Partij van de Arbeid
Den Haag, 12 juni 2002
VRAGEN VAN HET LID HAMER (PVDA) AAN DE MINISTER VAN ONDERWIJS, CULTUUR EN
WETENSCHAPPEN
1. Heeft u kennis genomen van het verslag van de Europese Commissie over
discriminatie van vrouwelijke wetenschappers in Europa? (1)
2. Hoe beoordeelt u de in het verslag beschreven situatie?

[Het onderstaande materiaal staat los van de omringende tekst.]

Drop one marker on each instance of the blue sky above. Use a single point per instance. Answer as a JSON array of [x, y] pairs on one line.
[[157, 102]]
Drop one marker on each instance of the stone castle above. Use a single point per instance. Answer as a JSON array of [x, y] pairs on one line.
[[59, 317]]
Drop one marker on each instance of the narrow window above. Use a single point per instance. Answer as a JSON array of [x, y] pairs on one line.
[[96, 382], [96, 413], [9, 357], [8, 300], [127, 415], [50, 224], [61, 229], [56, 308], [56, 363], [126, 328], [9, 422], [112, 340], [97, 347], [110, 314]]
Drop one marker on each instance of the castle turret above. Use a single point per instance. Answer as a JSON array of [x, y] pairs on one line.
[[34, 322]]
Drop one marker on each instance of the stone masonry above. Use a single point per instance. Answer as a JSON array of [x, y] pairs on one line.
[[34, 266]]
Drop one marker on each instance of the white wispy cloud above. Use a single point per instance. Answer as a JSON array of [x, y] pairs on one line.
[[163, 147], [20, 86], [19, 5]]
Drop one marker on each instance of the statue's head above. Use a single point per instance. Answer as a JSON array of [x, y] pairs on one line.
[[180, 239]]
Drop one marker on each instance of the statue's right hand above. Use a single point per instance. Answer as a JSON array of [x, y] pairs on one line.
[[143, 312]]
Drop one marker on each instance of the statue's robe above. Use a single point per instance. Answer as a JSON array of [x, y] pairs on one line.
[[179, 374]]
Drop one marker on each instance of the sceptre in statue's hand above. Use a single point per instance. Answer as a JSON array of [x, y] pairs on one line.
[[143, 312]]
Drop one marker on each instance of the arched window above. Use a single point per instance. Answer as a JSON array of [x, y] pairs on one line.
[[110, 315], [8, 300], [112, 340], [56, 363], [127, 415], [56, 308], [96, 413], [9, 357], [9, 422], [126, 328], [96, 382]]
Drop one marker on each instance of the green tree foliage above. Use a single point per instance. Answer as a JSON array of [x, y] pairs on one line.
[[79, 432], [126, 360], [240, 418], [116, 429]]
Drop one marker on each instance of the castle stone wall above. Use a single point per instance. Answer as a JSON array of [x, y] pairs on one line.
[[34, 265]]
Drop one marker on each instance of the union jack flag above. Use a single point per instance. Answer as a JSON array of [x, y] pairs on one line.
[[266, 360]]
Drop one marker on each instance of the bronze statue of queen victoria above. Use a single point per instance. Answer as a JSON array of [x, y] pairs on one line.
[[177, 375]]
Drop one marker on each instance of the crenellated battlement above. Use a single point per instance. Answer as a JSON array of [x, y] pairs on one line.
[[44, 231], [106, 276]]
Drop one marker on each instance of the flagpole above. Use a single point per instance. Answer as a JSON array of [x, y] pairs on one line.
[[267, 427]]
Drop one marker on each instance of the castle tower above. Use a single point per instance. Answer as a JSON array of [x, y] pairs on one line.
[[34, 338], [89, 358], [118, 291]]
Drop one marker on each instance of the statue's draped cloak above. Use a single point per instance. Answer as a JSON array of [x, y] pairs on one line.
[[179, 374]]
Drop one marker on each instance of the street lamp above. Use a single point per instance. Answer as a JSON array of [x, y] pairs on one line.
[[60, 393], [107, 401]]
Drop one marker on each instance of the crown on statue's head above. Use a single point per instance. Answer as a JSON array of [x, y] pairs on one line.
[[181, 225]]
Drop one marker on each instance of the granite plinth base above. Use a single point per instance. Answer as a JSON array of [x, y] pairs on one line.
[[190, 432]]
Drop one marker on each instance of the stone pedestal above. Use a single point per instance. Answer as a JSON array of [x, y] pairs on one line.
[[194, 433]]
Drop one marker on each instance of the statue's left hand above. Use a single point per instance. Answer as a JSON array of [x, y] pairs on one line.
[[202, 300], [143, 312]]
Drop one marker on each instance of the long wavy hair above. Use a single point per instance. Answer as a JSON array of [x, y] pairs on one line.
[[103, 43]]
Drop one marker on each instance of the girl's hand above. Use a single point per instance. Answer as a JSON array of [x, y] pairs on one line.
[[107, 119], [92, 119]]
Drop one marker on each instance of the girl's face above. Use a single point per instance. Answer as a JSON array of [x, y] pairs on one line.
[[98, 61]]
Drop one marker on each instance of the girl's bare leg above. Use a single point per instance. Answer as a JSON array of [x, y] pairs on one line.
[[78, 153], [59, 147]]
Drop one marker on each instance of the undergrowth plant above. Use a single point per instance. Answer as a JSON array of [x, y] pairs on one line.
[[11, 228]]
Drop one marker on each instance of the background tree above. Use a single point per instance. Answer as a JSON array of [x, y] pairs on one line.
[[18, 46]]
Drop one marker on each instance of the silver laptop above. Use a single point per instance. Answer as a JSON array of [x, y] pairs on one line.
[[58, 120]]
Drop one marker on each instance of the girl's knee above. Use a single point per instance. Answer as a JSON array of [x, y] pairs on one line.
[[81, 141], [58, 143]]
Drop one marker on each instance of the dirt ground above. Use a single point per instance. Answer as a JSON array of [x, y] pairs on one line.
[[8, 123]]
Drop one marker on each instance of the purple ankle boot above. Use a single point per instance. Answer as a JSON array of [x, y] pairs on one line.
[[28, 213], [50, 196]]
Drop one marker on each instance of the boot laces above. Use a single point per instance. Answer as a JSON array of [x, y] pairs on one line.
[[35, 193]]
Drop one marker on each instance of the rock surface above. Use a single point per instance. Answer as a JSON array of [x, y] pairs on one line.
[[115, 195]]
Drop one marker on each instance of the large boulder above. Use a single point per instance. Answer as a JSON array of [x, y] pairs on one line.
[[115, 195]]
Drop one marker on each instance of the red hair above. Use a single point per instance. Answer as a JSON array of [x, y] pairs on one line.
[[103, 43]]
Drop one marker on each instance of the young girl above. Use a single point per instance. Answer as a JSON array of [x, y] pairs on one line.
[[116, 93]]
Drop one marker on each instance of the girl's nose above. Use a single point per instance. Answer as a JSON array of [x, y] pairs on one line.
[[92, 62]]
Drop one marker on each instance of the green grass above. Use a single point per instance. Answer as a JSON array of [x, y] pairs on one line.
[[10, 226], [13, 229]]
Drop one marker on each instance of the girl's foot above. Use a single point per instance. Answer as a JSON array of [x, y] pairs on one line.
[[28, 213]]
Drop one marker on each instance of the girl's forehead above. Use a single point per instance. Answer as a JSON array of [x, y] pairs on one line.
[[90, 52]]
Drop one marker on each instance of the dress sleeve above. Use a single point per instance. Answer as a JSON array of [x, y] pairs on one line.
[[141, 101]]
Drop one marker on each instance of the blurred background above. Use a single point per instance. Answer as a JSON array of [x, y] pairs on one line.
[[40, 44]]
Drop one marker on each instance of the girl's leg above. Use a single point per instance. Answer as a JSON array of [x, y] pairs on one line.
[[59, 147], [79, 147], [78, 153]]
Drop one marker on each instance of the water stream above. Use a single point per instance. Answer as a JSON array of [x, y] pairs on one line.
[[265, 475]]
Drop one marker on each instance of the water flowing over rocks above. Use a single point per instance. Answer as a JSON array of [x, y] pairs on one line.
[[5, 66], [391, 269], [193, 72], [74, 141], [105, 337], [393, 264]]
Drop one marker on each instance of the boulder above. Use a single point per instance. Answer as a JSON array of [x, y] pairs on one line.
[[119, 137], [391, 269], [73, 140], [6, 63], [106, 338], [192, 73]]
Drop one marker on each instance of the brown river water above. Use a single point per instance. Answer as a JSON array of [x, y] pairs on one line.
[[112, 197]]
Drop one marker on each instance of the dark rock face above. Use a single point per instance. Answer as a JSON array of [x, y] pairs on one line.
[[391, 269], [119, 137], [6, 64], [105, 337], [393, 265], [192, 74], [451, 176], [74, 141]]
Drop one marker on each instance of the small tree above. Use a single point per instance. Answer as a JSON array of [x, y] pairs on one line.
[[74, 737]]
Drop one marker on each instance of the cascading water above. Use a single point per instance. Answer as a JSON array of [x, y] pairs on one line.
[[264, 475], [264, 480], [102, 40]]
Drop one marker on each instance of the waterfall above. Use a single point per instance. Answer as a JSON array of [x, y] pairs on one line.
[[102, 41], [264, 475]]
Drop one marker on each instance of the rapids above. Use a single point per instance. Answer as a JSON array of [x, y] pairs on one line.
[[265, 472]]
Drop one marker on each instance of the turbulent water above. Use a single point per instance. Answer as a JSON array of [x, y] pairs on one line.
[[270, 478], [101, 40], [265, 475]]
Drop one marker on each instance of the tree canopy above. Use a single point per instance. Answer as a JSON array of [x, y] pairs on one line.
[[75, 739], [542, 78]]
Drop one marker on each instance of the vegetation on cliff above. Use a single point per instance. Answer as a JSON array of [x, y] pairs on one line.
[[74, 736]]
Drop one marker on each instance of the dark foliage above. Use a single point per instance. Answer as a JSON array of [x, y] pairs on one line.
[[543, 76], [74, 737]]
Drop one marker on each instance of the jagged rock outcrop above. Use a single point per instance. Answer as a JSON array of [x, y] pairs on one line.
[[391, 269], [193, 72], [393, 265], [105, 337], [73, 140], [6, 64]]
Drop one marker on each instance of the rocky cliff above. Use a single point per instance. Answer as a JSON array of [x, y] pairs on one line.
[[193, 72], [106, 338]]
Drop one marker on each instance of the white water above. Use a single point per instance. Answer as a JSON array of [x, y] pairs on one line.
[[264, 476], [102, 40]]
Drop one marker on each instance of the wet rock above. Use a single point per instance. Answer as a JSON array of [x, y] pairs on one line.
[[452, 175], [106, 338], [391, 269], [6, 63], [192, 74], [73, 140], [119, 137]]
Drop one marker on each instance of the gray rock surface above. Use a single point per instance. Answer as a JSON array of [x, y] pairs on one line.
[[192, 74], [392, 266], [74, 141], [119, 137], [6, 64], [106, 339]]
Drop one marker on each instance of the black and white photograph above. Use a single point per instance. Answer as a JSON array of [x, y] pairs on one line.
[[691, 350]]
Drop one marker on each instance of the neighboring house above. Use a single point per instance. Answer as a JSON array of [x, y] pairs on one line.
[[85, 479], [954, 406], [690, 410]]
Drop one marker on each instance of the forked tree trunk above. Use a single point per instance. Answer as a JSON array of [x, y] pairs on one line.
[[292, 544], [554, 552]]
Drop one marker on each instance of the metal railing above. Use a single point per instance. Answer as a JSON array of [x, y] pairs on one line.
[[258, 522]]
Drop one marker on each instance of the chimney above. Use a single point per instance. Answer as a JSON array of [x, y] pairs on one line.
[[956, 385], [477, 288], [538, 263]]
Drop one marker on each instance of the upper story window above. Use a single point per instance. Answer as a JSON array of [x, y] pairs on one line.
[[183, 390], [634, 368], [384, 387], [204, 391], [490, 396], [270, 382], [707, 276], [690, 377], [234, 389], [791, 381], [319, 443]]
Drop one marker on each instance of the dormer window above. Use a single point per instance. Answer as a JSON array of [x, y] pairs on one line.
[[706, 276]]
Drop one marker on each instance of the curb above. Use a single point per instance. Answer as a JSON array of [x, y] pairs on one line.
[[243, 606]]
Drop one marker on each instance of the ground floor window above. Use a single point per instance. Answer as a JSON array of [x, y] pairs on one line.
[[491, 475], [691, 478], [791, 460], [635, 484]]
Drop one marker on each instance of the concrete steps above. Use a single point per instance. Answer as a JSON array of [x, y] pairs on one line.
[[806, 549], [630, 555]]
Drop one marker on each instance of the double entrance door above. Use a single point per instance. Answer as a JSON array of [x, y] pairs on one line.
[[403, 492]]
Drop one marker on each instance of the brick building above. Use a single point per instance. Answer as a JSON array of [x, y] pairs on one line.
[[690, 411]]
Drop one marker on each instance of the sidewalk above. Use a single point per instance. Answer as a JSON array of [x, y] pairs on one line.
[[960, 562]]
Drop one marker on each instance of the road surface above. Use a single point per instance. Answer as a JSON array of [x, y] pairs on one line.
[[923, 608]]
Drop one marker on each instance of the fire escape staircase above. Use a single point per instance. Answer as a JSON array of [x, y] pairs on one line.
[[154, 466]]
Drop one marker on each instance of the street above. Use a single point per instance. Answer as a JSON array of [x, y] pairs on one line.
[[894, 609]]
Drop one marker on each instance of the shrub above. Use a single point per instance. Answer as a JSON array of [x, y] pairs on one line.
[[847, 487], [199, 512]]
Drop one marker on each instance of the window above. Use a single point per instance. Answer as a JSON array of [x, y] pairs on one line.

3. Deelt u de constatering dat met het verslag van de "Helsinki-groep voor
vrouwen en Wetenschap" wetenschappelijk bewijs is geleverd dat de scheiding
tussen mannen en vrouwen kenmerkend is voor wetenschappelijke loopbanen in
alle dertig onderzochte landen? (2) Zo ja, wat voor conclusies trekt u daar
dan uit voor de Nederlandse situatie?
4. Deelt u onze opvatting dat het anno 2002 niet meer zo zou mogen zijn dat
er een dergelijke grote scheiding bestaat tussen de loopbaan van mannen en
vrouwen en dat deze situatie vraagt om een veel steviger cultuurverandering
op de universiteiten dan tot nu toe plaatsvond? Zo ja, hoe gaat u dit in
overleg met de universiteiten aanpakken?
5. Hoe beoordeelt u het feit dat vrouwen niet alleen minder topfuncties
bekleden, maar dat daar bovenop ook nog een onevenredig aantal vrouwen op
alle niveaus voortijdig hun wetenschappelijke loopbaan voortijdig
beëindigen? Wat gaat u voor maatregelen nemen om vrouwen voor de wetenschap
te behouden?
6. Het verslag geeft een overzicht van alle maatregelen en beleid op lokaal,
nationaal en Europees niveau om de deelname van vrouwen aan
wetenschappelijke loopbanen en onderzoek te bevorderen. Kunt u aangeven
welke van deze maatregelen in ons land genomen zijn en kunt u voor de
overige maatregelen aangeven of en zo ja welke maatregelen mogelijk ook voor
ons land genomen zullen worden?
(1) Het verslag dat 5 juni in Madrid door de Commissie en het Spaanse
voorzitterschap gepubliceerd is.
(2) Deze omvatten de 15 EU-lidstaten en Bulgarije, Cyprus, Tsjechië,
Estland, Hongarije, IJsland, Israël, Letland, Litouwen, Malta, Noorwegen,
Polen, Roemenië, Slovenië en Slowakije.